Table 1 and 2: please provide the statistical ttest (adjusted p-values) results to demonstrate the significance of the corresponding protein regulation. Also in the supplemental tables, a few more information needs to be added to the quantified proteins, like number of peptides used for quantification, p-value, q-value (p-value corrected for multiple testing) and the Andromeda score. This is the minimum to be able to judge the quality of the data. Along these lines, usually, all identified and quantified proteins are shown in proteomics studies in combination with the corresponding protein properties above. This offers a holistic overview of the data and is needed here as well to judge the quality of the data. Just providing a list of proteins with ratios is not enough.

Answer

Thank you, we changed all the tables except the table S1 and the table S12. In these tables there were only so called unique proteins, and no quantitative measurements were provided.

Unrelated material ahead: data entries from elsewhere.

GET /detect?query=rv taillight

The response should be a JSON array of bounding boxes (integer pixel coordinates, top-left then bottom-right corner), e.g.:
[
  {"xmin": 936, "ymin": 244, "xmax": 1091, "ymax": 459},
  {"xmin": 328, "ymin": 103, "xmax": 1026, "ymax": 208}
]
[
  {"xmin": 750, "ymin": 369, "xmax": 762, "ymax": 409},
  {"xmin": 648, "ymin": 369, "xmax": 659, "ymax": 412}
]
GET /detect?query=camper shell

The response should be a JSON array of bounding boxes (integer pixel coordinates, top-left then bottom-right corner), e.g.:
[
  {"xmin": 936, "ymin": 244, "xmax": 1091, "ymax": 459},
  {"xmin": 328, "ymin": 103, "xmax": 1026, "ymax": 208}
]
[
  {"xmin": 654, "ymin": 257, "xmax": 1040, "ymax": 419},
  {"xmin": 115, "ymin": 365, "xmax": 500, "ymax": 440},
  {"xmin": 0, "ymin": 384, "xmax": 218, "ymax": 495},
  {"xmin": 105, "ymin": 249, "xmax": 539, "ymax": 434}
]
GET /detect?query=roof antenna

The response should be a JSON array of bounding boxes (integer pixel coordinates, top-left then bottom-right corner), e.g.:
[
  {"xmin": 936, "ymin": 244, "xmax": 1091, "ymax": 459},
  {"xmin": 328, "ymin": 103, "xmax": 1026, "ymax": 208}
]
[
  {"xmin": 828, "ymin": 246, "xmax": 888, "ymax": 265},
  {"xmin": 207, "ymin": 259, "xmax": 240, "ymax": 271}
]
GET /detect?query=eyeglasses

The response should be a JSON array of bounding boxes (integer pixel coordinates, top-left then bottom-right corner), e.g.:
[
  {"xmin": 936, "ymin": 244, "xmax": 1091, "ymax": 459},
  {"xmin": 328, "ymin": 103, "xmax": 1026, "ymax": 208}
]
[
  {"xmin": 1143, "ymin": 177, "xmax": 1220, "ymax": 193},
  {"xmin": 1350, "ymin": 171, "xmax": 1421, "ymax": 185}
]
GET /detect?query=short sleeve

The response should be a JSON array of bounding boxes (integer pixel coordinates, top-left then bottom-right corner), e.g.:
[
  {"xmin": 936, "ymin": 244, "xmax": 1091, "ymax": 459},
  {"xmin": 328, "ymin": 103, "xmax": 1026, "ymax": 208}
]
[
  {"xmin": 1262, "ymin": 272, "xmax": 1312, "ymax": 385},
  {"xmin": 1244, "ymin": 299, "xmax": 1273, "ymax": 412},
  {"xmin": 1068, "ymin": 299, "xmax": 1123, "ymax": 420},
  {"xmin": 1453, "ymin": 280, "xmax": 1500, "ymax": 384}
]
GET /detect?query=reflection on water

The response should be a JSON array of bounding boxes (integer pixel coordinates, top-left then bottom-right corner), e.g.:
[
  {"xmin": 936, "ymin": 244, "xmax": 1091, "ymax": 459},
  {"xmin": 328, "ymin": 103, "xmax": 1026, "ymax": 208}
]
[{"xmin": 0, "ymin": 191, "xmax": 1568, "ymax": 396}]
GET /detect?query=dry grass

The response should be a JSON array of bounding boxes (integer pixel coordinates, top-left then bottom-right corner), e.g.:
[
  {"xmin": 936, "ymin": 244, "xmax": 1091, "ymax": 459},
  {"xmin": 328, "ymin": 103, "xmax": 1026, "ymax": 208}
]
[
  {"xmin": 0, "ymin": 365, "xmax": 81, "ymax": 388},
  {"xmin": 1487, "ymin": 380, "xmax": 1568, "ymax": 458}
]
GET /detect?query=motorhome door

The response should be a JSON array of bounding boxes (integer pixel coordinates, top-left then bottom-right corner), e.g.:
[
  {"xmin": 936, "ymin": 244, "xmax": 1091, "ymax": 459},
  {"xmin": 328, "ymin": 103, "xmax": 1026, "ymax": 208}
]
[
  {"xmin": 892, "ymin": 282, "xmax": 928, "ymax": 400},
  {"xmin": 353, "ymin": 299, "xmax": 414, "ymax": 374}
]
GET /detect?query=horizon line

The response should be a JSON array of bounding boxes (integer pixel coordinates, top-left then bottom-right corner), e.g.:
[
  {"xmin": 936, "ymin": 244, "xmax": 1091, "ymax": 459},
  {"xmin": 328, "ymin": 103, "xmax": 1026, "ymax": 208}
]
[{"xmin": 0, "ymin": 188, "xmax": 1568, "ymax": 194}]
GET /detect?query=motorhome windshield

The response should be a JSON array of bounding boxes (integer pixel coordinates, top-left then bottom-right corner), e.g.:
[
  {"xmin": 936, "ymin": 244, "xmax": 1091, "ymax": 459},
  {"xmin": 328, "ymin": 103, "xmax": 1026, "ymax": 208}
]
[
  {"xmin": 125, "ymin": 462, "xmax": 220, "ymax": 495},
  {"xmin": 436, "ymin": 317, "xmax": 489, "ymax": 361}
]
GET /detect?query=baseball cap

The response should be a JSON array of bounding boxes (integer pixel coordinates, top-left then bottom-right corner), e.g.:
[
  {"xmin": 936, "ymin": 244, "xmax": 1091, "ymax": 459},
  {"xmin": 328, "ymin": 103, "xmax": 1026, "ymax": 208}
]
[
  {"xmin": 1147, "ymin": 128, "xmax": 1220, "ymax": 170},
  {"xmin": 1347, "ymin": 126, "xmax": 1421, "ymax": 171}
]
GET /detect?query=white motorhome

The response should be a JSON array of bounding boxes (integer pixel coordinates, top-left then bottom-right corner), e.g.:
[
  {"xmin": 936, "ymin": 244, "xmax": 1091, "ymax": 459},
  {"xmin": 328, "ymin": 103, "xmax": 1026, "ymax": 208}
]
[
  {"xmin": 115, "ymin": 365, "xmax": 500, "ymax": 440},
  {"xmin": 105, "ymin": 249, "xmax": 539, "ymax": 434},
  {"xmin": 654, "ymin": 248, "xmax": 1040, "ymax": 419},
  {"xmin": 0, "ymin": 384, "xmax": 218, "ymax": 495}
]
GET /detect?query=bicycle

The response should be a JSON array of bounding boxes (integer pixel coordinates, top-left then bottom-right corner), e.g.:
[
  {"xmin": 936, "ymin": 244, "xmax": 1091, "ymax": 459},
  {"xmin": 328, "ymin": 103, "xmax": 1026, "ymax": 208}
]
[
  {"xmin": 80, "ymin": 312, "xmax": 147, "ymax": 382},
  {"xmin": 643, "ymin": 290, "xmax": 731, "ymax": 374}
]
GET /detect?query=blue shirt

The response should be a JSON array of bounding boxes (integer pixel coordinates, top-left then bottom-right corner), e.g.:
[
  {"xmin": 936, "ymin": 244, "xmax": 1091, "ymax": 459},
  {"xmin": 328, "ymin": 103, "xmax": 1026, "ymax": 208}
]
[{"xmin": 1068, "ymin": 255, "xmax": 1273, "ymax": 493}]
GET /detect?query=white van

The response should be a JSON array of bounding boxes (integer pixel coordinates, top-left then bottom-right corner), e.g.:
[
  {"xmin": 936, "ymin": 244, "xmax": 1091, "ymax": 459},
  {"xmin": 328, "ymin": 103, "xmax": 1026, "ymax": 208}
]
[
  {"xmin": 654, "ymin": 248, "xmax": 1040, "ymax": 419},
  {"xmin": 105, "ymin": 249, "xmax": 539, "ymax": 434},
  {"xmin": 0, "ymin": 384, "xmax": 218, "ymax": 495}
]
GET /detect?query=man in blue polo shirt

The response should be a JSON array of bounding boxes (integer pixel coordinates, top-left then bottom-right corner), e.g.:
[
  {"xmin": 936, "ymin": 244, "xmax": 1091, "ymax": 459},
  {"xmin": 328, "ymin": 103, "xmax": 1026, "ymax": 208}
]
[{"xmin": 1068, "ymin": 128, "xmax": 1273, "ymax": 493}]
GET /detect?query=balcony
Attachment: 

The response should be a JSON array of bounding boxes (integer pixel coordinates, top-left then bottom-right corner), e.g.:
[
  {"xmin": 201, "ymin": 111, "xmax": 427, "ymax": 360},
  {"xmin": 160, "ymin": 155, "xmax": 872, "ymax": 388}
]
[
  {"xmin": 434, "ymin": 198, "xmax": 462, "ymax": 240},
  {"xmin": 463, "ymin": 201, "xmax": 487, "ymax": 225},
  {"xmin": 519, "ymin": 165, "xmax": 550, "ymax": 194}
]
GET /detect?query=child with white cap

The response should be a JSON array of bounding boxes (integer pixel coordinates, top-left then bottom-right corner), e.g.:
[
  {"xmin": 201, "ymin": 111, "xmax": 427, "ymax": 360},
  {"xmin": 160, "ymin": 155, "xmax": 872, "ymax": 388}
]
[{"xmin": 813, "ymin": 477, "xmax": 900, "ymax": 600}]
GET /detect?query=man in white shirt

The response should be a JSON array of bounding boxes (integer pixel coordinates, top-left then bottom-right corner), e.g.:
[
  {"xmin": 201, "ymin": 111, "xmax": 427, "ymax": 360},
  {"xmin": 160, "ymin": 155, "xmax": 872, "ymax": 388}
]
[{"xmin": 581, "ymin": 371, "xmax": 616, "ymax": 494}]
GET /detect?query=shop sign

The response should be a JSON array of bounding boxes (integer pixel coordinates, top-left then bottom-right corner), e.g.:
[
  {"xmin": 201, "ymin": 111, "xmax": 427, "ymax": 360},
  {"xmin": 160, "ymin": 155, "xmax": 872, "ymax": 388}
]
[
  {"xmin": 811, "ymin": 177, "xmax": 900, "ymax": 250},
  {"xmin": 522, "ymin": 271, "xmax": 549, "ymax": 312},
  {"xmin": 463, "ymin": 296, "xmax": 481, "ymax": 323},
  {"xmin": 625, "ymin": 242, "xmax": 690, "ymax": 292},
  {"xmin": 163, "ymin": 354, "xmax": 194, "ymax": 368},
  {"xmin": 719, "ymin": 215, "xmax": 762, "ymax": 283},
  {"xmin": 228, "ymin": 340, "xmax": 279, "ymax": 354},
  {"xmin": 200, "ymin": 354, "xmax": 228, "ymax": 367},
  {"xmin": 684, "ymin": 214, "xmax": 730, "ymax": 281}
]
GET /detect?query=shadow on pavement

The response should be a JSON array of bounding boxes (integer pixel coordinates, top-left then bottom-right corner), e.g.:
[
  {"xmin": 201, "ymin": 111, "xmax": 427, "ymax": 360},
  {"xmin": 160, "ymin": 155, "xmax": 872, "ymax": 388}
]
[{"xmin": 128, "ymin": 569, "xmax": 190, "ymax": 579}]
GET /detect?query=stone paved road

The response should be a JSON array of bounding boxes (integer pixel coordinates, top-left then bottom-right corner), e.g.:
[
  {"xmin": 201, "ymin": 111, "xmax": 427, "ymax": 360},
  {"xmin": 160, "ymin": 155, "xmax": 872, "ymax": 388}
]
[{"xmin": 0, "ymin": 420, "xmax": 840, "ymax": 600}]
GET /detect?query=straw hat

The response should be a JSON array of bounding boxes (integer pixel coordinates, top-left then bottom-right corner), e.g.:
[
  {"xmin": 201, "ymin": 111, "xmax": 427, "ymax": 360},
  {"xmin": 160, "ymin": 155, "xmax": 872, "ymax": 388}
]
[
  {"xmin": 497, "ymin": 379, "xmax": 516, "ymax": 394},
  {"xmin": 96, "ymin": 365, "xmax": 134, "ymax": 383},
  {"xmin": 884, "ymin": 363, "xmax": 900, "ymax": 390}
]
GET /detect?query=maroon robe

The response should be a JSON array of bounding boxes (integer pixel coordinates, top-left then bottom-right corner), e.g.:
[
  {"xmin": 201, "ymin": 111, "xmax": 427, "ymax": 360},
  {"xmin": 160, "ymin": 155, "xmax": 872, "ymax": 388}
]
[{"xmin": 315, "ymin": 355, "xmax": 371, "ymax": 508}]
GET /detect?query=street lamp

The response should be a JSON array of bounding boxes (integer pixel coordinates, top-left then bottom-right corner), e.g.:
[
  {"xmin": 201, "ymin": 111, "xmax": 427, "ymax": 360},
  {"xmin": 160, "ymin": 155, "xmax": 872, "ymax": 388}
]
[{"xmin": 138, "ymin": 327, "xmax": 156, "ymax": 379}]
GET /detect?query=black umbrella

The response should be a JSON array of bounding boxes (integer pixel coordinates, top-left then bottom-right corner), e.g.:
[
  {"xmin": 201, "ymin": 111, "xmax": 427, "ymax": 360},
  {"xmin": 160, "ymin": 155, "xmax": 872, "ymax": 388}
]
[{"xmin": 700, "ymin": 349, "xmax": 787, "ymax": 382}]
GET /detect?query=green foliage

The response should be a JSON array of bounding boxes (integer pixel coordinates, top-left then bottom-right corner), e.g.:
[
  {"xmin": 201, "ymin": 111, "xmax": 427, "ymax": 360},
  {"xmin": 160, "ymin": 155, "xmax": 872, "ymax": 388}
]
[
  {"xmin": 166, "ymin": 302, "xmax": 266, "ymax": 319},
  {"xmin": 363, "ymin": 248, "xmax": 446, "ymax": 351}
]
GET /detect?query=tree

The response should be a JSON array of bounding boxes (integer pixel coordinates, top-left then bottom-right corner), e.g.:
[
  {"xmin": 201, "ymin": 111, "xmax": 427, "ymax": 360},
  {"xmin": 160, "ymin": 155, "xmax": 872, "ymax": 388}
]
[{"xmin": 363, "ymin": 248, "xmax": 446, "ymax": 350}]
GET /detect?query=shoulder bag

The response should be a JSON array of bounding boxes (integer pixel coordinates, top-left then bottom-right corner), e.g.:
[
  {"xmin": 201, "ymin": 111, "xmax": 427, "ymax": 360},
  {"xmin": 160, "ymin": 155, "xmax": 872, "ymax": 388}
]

Supplemental Tables 6: How is a ratio of 0 for Protein A0A6N4FDS1 possible? And how can a ratio of 1.05 for protein A0A5F0I7C0 pass the fdr of 5% and be significant? In our hands changes below 20% are very difficult to detect by LC-MS and here it is only 5%?

Answer

Actually, the 0.00 is a result of cell formatting in EXCEL, where only 2 decimal places were enabled for the column “fold change”. We fixed it and now for the A0A5F0I7C0 protein it means 0.00031. Hence, this protein was in 3225.8 times higher concentration in epinephrine-treated biofilms than in epinephrine-treated planktonic cultures.

Concerning the low (5%) FDR – this is a good question because the biological processes underlying such a little shift are unclear. However, we can be sure that we provided three fully independent biological repeats for each sample, and these even so little differences are really statistically reproducible. Because there were lots of proteins with same and higher percentage and they did not passed the FDR.

Author Response File: Author Response.docx

Round 2

Reviewer 3 Report

The authors have addressed all comments satisfactorily and the manuscript is now considerably improved and ready for publication.